Non ci sono in manovra risorse derivanti da un taglio dei Sad nel 2021. Abbiamo previsto di recuperare un miliardo ma soltanto dal 2023, attraverso una rimodulazione delle tax expenditures e dei Sad, che per quanto riguarda questi ultimi avverrà in stretto coordinamento col ministro dell’Ambiente Costa. Come governo, faremo questo intervento confrontandoci con le categorie ed essendo attenti a non danneggiare settori che anche a causa della pandemia sono in difficoltà. Allo stesso tempo, agire per incentivare comportamenti virtuosi e disincentivare comportamenti che non lo sono è ineludibile se vogliamo assicurare la sostenibilità e il rispetto per l’ambiente.

Sul Mes conferma il giudizio del premier, secondo cui l’attivazione del salva-Stati potrebbe comportare aumenti di tasse o tagli di spesa per contenere il deficit ed esporrebbe l’Italia a un effetto stigma?
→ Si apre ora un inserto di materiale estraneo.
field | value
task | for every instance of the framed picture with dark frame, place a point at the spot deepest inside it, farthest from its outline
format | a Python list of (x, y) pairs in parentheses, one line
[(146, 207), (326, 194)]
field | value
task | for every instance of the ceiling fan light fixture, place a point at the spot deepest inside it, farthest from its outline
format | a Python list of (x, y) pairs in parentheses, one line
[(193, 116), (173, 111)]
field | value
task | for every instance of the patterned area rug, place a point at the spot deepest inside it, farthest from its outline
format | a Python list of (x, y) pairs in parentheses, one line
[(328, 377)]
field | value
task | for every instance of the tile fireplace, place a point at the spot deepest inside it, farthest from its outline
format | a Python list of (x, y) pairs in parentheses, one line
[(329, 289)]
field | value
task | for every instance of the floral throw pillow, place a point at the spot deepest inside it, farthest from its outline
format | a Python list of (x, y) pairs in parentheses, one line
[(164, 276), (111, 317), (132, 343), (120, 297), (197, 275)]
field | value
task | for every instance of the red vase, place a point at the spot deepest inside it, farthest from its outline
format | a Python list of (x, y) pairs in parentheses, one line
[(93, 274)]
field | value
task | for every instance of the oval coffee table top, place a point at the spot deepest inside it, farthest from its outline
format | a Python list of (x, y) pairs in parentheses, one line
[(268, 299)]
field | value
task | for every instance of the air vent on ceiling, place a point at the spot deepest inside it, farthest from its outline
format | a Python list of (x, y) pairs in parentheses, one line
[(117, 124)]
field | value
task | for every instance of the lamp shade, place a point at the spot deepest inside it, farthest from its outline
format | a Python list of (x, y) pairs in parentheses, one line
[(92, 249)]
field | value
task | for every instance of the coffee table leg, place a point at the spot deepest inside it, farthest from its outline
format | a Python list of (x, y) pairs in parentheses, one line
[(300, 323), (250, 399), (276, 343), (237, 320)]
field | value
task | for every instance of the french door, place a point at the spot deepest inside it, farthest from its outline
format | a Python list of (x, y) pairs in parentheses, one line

Conte ha ragione nel ricordare che lo strumento di supporto per la crisi pandemica del Mes non offre sovvenzioni ma prestiti, che a differenza dei grants impattano sul livello del deficit e del debito perché vanno restituiti. In termini finanziari il beneficio è dunque limitato al risparmio in interessi, che per l’Italia sarebbe a oggi di circa 300 milioni l’anno per dieci anni. Se invece un Paese avesse urgenza di reperire liquidità aggiuntiva in breve tempo, l’utilizzo dello strumento diventerebbe indispensabile, e mi sembra che quasi nessuno ormai escluda di utilizzarlo in questa circostanza, anche perché grazie al negoziato da noi condotto non esistono condizionalità oltre la spesa delle risorse in ambito sanitario. Tuttavia, anche senza arrivare a questo, qualsiasi risparmio in interessi è economicamente vantaggioso, e per questo io sono sempre stato favorevole all’utilizzo di questo strumento. Altri nella maggioranza hanno una posizione diversa. E come ha detto il Presidente del Consiglio il tema verrà approfondito tra i partiti, e spero che una corretta identificazione dei termini effettivi della questione aiuti una discussione serena e fruttuosa. Intanto vorrei sottolineare l’evoluzione dello scenario. Proprio oggi va segnalato lo straordinario successo della prima emissione di Eurobond per il programma Sure, un segnale forte che indica come il mercato legga positivamente il cambiamento politico strutturale rappresentato dalla creazione di questi nuovi strumenti di debito comunitario. Questo rafforza la posizione di chi, come me, ritiene che l’emissione di debito comune debba diventare uno strumento permanente. La Commissione, peraltro, ci ha prospettato la possibilità di cogliere l’opportunità di questa raccolta per anticipare parte dei finanziamenti Sure del prossimo anno. E mi aspetto un’allocazione molto significativa per l’Italia di fondi React-Eu sul 2021.